A recipe for Custarde taken from the Boke of Kokery, c. 1440.

In 1500 printer Richard Pyson, a native of France and eventually a naturalized Englishman, issued from "without" Temple Bar, London, a book entitled This is the boke of Cokery. The earliest cookbook printed in the English language, the work is known from a single surviving copy in the library of the Marquess of Bath at Longleat, Warminster, Wiltshire, England.
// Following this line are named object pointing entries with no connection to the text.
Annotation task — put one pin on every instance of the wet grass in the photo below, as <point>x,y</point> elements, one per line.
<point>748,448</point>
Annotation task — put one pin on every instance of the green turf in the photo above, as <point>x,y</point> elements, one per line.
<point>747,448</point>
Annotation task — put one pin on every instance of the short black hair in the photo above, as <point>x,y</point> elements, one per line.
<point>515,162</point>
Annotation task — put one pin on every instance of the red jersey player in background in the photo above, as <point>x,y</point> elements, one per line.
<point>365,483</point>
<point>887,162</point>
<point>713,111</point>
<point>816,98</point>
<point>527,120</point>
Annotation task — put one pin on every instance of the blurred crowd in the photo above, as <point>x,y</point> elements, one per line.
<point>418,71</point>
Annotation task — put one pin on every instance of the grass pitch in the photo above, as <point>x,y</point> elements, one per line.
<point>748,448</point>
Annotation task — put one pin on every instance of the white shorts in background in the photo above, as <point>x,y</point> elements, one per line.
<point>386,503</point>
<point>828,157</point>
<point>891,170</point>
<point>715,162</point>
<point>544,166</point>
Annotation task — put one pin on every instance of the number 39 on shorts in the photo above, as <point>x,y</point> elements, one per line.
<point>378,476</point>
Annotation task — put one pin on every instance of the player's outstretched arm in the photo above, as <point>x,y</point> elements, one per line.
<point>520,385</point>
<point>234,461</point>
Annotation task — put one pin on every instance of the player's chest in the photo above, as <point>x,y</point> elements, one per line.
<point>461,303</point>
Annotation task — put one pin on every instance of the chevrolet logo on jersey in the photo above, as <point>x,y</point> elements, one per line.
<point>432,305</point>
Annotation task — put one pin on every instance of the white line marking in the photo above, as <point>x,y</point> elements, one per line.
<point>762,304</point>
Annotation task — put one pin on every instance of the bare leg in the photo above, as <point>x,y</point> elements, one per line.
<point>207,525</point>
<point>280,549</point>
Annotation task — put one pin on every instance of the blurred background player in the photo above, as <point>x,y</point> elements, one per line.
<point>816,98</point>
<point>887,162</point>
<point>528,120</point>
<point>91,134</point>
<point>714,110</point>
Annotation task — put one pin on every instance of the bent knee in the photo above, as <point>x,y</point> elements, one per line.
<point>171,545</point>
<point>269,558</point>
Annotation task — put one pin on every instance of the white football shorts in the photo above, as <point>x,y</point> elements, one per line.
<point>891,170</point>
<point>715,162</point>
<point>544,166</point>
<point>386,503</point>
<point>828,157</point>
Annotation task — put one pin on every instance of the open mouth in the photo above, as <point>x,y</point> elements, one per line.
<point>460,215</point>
"In his Boke of Cokery, Pynson not only gave his readers a variety of recipes to choose from, heading this section 'The Calender of Cokery,' but set out details of as many historical royal feasts as he could muster. Whether he carried out the necessary research himself, or, as seems more likely, used the services of some unknown expert in such affairs, remains a mystery, but he undoubtedly made good use of an early manuscript of recipes now at Holkham Hall, Norfolk. Due to his efforts we known that 'The Feast of King Harry the Fourth to the Spenawdes and Frenchmen when they had jousted in Smythe Felde,' was composed of three courses of exotic game and meats, a typical list reading:

'Creme of Almondes; larks, stewed potage; venyson, partryche rost; quayle, egryt; rabettes, plovers, pomerynges; and a leache of brauwne wyth batters' "

(Quayle, Old Cook Books. An Illustrated History [1978] 24-25).

♦ The website of the British Library describes a manuscript written around 1440 entitled A Boke of Kokery, (accessed 06-07-2009).